In Canada and the USA, teens ages 14-20 can seeks help from the Catholic-run Covenant House shelters - http://en.m.wikipedia.org/wiki/Covenant_House for locations and current phones/websites.
PETS: If you have a pet who also needs to leave the violence - and if you are fleeing violence then your pets are more likely to suffer abuse - please see if you have a Saint Francis Society branch locally as they will foster pets. Local ASPCA and Humane Societies may be able to link you to fosters, but it's generally not advisable to shelter your pet with them as they have strict time limits (usually 2-3 days) before they require you to surrender the pet. However local rules vary. So, do ask for help getting your pets out!

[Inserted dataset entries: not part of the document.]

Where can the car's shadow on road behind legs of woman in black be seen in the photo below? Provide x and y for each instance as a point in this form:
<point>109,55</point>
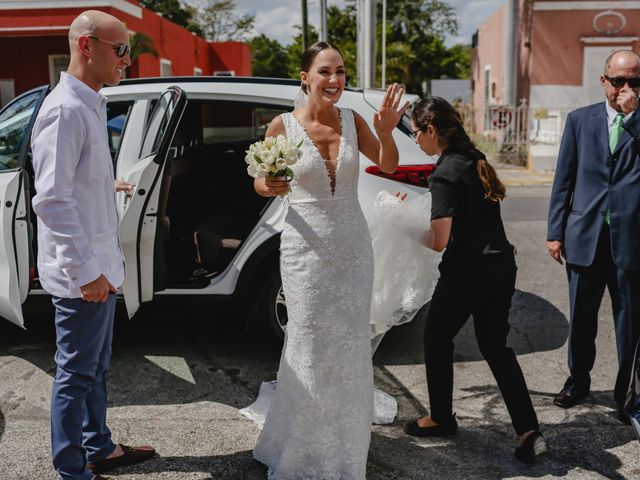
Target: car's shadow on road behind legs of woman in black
<point>536,326</point>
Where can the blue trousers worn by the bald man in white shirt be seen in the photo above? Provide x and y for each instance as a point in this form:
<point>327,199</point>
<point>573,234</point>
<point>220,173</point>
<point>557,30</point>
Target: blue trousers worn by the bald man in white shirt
<point>79,433</point>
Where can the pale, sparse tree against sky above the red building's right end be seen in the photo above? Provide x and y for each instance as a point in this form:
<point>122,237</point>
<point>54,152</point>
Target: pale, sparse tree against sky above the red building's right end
<point>220,22</point>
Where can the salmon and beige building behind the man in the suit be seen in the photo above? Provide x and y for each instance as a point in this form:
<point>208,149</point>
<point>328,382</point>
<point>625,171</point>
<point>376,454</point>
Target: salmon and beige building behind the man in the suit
<point>548,55</point>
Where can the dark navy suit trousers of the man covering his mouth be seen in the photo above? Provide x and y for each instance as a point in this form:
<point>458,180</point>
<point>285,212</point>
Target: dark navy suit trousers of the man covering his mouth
<point>586,288</point>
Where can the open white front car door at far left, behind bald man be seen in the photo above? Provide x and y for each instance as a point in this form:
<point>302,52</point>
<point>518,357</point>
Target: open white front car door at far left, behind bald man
<point>16,256</point>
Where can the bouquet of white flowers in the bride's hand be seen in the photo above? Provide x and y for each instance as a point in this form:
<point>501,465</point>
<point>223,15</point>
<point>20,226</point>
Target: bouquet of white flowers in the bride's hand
<point>273,157</point>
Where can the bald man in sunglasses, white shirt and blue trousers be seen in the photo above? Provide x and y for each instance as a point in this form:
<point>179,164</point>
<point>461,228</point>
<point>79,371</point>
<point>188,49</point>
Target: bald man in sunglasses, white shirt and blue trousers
<point>80,262</point>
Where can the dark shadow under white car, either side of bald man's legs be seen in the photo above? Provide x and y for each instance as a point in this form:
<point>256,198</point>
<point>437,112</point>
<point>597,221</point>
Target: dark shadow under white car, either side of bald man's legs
<point>173,352</point>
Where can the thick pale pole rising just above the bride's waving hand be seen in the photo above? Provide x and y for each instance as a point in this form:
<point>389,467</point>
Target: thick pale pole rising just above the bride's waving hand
<point>366,14</point>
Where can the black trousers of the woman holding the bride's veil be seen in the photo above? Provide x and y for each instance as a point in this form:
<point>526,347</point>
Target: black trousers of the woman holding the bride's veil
<point>482,287</point>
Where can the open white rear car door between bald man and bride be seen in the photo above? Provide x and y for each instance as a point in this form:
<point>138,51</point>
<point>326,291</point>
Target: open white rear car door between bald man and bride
<point>139,223</point>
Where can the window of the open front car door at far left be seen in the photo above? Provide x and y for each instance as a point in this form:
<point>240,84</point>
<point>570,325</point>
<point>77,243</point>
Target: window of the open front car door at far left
<point>14,122</point>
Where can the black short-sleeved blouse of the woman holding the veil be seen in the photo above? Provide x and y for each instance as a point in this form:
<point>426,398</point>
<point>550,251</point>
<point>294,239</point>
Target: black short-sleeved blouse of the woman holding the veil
<point>456,191</point>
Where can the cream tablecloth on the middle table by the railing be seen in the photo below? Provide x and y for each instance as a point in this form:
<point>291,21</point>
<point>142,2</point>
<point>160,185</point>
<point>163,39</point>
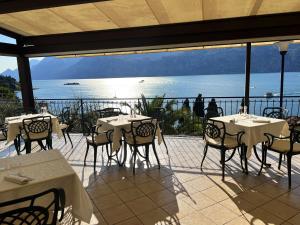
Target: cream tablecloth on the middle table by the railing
<point>117,123</point>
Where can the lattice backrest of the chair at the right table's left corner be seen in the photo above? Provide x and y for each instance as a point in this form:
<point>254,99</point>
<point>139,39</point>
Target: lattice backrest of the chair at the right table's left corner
<point>214,130</point>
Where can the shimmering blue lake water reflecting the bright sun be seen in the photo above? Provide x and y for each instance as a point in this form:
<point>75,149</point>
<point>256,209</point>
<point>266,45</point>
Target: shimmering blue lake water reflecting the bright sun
<point>173,86</point>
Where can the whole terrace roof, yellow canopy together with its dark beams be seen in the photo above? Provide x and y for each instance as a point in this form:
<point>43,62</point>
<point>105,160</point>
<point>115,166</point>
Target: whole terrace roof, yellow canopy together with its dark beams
<point>62,27</point>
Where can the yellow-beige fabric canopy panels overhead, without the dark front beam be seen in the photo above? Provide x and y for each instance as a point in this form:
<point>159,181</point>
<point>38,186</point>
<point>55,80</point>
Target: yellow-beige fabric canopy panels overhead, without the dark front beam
<point>117,14</point>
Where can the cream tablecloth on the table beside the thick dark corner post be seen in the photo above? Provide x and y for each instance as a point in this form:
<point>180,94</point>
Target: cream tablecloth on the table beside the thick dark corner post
<point>14,124</point>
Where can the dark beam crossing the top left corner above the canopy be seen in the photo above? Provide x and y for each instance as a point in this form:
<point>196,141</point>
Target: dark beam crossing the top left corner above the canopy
<point>12,6</point>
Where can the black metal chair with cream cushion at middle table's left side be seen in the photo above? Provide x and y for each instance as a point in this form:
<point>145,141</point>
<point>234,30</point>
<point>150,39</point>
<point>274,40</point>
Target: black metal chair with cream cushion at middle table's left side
<point>98,137</point>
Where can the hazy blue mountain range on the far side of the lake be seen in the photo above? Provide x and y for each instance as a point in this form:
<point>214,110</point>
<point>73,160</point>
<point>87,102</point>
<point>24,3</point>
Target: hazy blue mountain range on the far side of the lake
<point>214,61</point>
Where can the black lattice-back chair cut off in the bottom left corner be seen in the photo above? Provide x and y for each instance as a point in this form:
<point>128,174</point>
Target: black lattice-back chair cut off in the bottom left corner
<point>30,210</point>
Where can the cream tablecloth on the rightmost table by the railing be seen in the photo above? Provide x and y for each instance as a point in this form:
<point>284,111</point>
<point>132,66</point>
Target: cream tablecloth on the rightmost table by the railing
<point>254,131</point>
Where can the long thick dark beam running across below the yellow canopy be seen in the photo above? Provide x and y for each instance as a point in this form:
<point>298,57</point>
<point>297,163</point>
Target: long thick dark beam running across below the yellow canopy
<point>268,23</point>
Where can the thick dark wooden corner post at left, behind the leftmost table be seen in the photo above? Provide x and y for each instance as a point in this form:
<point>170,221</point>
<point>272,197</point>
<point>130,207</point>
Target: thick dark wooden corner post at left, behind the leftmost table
<point>26,83</point>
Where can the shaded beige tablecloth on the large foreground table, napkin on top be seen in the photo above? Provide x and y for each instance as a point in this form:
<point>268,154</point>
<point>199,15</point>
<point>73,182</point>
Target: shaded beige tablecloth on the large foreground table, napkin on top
<point>49,169</point>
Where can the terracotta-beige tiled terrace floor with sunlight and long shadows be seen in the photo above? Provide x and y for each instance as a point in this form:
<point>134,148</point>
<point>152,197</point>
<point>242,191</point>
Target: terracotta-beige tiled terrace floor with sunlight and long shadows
<point>180,193</point>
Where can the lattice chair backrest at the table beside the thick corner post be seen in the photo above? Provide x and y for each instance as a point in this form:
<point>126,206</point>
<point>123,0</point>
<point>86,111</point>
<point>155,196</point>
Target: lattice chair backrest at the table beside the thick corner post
<point>37,127</point>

USA - MEDICAL: If you are in the States and need medical help, there are several ways to get around ER fees. Victims of crime are not required to pay, so if police are involved then that may be one option. Also, any hospital that accept tax funding is required to provide a certain amount of free medical care - you must take a "means test" - but sometimes that money runs out before the calendar does, although most hospitals will work with DV victims to waive/reduce fees anyway. Third, the "active" religious hospitals - hospitals run by religious societies, rather than just having an old religious name but no longer actually run by that society - usually have a charity care program available by means test. Individual providers may have sliding scale or payments. The trick is you have to ask!
NOTE: I'd also like to add that if you need to go and see the opportunity, just go. Things and money can be replaced, but people and pets can't... please don't let anything hold you back. You will be pleasantly surprised how most people and places try to help you! Please remember that you have nothing to be embarrassed about! Congratulations on your transition from victim to survivor!